Europe Gas Stress Index (EGSI)

Historical snapshot for February 14, 2026

🔥 Europe Gas Stress Index:
44 / 100 (ELEVATED)
0 = minimal stress · 100 = extreme market stress
7-Day Trend: Stable (+0)
Date: 2026-02-14

Primary Risk Drivers:

  • ALERT
    GAS Risk Rising in Europe (5.0% contribution)
  • ALERT
    Europe Geo-Energy Risk Spike (5.0% contribution)
  • ALERT
    EU Gas Storage Below Seasonal Norm: 34.0% (-16.0% deviation) (4.8% contribution)

(Based on recent EnergyRiskIQ alerts) View alerts →

Chokepoint Watch:

  • No active chokepoint alerts

Today’s EGSI-M reading signals a phase of elevated stress in Europe’s gas market, with a constellation of early warning signs demanding closer attention from market participants. This uptick in market tension is particularly salient for TTF pricing, which is likely to remain volatile as traders adjust to tightening fundamentals and a more risk-sensitive environment. The pronounced deficit in EU gas storage—now at just 34%, a substantial 16 percentage points below the seasonal norm—raises immediate concerns about the region’s capacity to meet late-winter demand. For industrial consumers and utilities, the combination of diminished storage buffers and rising market anxiety heightens the risk of price spikes or even localized supply constraints, especially if cold spells persist or further disruptions materialize.

Dissecting the underlying drivers, today’s index reflects an acute increase in both asset and regional risk across the European gas network. The “GAS Risk Rising in Europe” headline underscores mounting uncertainties around infrastructure reliability and supply continuity, possibly linked to recent maintenance issues or renewed geopolitical strains. Compounding this, the “Europe Geo-Energy Risk Spike” points to broader vulnerabilities—potentially stemming from political instability in key supplier regions or shifts in contractual flows—that could reverberate through interconnected markets. The most immediate pressure, however, emanates from the undersupplied storage situation, which amplifies both price sensitivity and operational risk for the remainder of the withdrawal season. The absence of a chokepoint factor today offers some relief, indicating that physical transmission routes remain open, but the high asset transmission stress highlights latent fragilities that could escalate rapidly if circumstances deteriorate.

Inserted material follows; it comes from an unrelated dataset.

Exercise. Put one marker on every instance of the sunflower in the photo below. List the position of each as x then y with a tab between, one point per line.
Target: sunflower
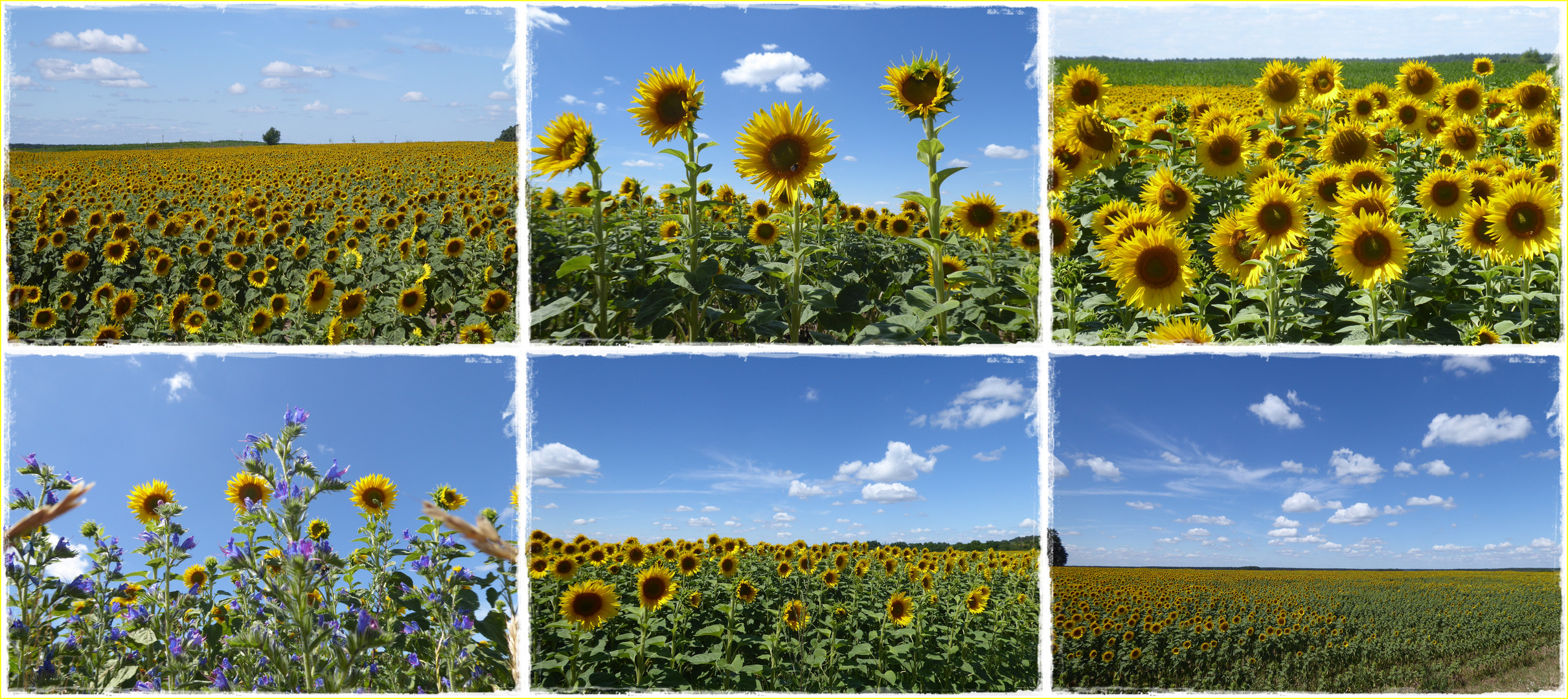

Looking ahead, market participants should closely monitor weather forecasts, storage withdrawal rates, and any emerging supply-side disruptions. With inventories running well below average, even modest cold snaps or unplanned outages could trigger outsized price movements and force industrial demand curtailments. Conversely, a sustained spell of mild weather or unexpected LNG arrivals could offer temporary respite, but such relief is far from guaranteed.